Settler colonialism is pollution: Elizabeth Grennan Browning, ‘”We were environmentalists long before it was popular”: Legacies of Settler Colonialism in the Coal-Based Pollution of the Midwest’s 1970s Energy Sector’, Middle West Review, 10, 1, 2023, pp. 127-156

21Nov23

Excerpt: In her 1973 exposé Power Over People, Ohio-based science writer Louise B. Young reflected on the disillusioning aesthetics of the postwar American landscape: “We look around billboards and over superhighways and under transmission lines and pretty soon we don’t really see at all.” Young focused on health concerns stemming from exposure to electromagnetic fields created by rapidly proliferating high-voltage power lines; she argued that in its pursuit of capitalist gains, the electric utility industry had neglected the safety of communities that served as unwilling hosts to towering transmission lines. As notions of American progress became closely intertwined with everyday comforts derived from technology, Young sought to make visible the infrastructure behind mass electrification, as well as the sacrifices required by those whose personal lives and property suffered from its construction and operation.

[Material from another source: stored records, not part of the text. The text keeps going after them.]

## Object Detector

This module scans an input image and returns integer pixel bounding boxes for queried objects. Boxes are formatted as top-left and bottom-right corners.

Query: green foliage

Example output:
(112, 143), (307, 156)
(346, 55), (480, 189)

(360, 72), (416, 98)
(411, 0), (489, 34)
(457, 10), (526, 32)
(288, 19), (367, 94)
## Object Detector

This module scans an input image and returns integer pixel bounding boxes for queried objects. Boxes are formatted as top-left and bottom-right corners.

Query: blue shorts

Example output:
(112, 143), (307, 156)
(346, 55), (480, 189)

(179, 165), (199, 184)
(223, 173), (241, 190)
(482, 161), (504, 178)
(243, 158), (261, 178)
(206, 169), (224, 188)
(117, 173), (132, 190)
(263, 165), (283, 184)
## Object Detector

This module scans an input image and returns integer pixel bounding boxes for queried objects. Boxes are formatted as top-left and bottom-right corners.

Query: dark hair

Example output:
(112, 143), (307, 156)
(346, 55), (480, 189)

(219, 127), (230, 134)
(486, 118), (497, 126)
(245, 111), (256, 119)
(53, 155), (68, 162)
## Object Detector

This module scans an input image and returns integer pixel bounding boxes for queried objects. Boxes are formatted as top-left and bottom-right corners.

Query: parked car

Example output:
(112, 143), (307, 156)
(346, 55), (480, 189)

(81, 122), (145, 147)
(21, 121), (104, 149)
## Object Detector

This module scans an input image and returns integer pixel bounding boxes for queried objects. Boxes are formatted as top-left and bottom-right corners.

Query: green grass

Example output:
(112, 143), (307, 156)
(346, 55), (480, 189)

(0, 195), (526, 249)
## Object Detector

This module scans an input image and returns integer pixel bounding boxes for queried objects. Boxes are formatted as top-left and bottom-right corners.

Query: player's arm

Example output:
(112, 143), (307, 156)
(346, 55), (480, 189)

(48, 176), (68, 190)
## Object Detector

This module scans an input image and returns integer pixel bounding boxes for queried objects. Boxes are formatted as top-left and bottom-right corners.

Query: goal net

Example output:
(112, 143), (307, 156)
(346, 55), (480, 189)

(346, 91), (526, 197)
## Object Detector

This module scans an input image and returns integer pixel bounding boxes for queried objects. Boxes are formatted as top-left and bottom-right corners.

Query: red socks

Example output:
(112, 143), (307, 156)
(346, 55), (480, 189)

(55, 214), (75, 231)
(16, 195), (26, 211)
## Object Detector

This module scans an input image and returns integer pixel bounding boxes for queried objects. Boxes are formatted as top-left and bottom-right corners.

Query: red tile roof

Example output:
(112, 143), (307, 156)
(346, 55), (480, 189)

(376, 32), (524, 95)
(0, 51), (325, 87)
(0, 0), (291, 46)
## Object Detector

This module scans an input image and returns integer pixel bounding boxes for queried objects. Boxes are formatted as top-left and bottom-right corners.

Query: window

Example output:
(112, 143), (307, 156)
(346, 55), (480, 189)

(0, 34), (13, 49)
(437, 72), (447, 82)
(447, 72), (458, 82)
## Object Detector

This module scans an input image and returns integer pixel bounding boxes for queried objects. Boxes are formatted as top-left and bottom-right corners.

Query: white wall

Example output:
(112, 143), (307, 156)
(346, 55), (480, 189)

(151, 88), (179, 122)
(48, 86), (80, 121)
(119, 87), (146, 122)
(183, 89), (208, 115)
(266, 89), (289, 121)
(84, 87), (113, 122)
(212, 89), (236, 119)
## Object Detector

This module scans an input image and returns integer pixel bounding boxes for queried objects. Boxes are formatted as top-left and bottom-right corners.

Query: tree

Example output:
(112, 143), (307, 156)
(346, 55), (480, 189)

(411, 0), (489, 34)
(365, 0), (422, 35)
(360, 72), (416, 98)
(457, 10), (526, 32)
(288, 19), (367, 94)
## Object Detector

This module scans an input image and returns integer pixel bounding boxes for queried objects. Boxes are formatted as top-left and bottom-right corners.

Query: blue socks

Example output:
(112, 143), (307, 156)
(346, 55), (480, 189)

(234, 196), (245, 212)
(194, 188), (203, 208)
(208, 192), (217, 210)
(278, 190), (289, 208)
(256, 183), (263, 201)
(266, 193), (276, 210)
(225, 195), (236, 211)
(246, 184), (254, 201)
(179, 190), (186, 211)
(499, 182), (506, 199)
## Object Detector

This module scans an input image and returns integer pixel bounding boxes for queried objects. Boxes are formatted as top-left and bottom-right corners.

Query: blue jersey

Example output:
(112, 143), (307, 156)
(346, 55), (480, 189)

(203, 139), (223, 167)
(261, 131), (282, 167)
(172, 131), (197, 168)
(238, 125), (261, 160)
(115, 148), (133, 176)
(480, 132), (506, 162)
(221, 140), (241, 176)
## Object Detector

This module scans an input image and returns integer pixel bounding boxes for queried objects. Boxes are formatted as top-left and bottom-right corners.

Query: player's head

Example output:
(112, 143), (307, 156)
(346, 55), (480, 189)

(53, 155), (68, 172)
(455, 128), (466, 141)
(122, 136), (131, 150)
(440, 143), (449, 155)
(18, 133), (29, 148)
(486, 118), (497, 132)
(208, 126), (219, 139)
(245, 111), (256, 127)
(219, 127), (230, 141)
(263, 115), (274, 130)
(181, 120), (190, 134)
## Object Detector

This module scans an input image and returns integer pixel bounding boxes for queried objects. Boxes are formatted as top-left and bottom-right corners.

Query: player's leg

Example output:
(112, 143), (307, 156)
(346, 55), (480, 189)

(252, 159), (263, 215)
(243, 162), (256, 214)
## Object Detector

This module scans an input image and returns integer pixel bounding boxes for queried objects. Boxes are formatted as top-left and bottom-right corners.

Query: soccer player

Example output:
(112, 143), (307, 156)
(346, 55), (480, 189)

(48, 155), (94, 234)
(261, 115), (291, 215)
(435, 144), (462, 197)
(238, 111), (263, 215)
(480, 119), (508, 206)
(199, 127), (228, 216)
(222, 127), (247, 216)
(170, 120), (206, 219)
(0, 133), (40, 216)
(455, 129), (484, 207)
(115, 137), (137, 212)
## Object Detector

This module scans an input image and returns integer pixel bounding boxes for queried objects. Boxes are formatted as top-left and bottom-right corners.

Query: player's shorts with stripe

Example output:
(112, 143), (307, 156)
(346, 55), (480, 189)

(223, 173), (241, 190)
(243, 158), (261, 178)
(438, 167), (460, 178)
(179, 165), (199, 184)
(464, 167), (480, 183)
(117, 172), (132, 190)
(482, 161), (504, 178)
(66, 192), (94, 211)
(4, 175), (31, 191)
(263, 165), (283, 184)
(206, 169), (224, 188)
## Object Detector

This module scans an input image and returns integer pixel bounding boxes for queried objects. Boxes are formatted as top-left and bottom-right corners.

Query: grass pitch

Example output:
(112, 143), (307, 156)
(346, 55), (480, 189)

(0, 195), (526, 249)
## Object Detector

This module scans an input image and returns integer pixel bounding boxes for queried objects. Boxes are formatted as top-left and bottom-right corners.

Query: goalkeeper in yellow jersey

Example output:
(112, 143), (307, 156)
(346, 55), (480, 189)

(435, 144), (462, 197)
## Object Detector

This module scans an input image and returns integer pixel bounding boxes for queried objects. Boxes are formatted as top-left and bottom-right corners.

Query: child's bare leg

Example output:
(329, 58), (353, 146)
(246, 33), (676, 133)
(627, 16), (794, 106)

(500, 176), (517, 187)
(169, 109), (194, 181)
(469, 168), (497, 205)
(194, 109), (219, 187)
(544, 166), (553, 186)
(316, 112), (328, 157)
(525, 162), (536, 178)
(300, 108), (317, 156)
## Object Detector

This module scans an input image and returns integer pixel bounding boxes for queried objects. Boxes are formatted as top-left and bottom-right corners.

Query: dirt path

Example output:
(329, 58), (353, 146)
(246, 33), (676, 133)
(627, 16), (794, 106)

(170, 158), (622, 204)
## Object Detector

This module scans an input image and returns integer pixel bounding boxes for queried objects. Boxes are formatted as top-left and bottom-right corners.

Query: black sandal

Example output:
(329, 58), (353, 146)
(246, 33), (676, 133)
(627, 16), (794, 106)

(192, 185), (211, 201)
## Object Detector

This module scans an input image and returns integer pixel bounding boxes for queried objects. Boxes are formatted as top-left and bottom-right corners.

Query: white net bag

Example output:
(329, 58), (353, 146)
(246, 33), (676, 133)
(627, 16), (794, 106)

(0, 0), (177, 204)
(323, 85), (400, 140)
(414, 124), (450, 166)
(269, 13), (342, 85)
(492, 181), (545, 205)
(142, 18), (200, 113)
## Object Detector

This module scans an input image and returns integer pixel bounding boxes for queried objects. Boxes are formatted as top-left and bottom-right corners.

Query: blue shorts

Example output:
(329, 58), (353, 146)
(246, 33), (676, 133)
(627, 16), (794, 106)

Young’s work invoked the storytelling of Silent Spring, published eleven years earlier in 1962: “As Rachel Carson pointed out, we urgently need an end to false assurances and the little sugar-coated pills of half-truths. We are being asked to assume the biological risks and to pay the hidden costs. In the case of high-voltage transmission lines, the electric companies have the ability to force these risks on all the property owners lying in their path.”